The online course comprises a 35 minute interactive training experience, including a mock exam, and a 45 minute test immediately after. A mark of at least 77% will earn you a pass certificate, over 90% and you are awarded a merit and over 97% will yield a pass with distinction. The course claims to be the only such training programme in existence, certificated and backed by industry leading accessibility experts. The bundle we purchased, which includes the course material and an exam, cost a little under £60 per ‘seat’ with test-only costs of £30 including VAT. The course material proved invaluable despite a good amount of real world website accessibility experience, so I would highly recommend the bundle deal.
Having worked through the WCAG 2.0 guidelines a couple of times in the past I assumed it wouldn’t be too difficult to take the test without the accompanying interactive material. I’m very pleased I didn’t attempt that as I almost certainly would have failed as a result. As previously mentioned, I recommend everyone goes through the Flash based presentation thoroughly before taking the test. It turns out the WCAG is only part of the story, and does not in-fact guarantee adherence to the Equality Act 2010 which is something all website operators should be aware of and in compliance with. The exam is focused on a combination of the WCAG, the Equality Act (which makes no reference to the guidelines), the BS8878 code of practice and general questions regarding accessible design and development.
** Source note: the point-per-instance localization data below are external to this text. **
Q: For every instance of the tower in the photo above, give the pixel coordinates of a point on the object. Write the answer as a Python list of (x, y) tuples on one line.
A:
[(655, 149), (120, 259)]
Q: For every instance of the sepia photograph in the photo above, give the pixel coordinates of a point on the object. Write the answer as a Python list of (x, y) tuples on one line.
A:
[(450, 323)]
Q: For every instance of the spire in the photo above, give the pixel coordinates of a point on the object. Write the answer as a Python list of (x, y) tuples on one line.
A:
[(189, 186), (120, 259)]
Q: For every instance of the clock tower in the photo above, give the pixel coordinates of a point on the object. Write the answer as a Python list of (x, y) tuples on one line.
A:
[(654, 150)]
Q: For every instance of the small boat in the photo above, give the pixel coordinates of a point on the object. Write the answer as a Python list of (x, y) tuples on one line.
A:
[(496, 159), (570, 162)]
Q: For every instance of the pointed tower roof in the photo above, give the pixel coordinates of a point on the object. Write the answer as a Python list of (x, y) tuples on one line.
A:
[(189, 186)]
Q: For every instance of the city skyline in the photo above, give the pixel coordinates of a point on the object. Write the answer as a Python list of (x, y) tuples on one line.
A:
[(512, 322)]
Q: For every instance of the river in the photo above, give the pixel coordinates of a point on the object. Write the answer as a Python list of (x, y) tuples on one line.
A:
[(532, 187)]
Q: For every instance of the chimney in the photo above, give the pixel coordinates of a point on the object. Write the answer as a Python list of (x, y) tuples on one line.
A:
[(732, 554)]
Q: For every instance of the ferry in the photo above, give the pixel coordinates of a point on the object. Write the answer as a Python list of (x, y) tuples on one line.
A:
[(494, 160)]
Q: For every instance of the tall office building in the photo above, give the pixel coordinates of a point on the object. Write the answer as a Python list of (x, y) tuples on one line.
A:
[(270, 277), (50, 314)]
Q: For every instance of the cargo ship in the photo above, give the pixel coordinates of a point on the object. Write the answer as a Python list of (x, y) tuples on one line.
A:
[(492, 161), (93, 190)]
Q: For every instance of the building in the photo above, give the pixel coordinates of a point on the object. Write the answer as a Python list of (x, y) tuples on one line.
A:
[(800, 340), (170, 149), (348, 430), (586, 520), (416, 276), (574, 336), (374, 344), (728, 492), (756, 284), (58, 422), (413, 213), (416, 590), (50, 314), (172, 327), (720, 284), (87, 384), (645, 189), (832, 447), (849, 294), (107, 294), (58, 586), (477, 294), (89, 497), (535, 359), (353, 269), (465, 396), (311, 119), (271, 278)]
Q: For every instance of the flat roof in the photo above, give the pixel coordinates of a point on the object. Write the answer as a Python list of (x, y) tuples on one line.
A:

The point being made here is that accessible websites are not simply the product of consuming and regurgitating the W3C’s guidelines in isolation. To produce a site that everyone can enjoy equally well requires understanding of the different issues people with disabilities could face, a willingness to address any inadequacies on your part and - often most importantly - accepting that this process could increase the cost and time it takes to produce a new website. That said, retrofitting an old inaccessible site with modern coding practices and/or alternative content would almost certainly cost a great deal more. Why do either? Websites that don’t function equally well for people with disabilities through poor design, code or content are breaking the law, and there is plentiful help available from public and private sources to enable users to take legal action against site operators on this basis. I always knew good accessibility was best practice, I did not know it was a codified matter of law - I wonder how widely know that fact is?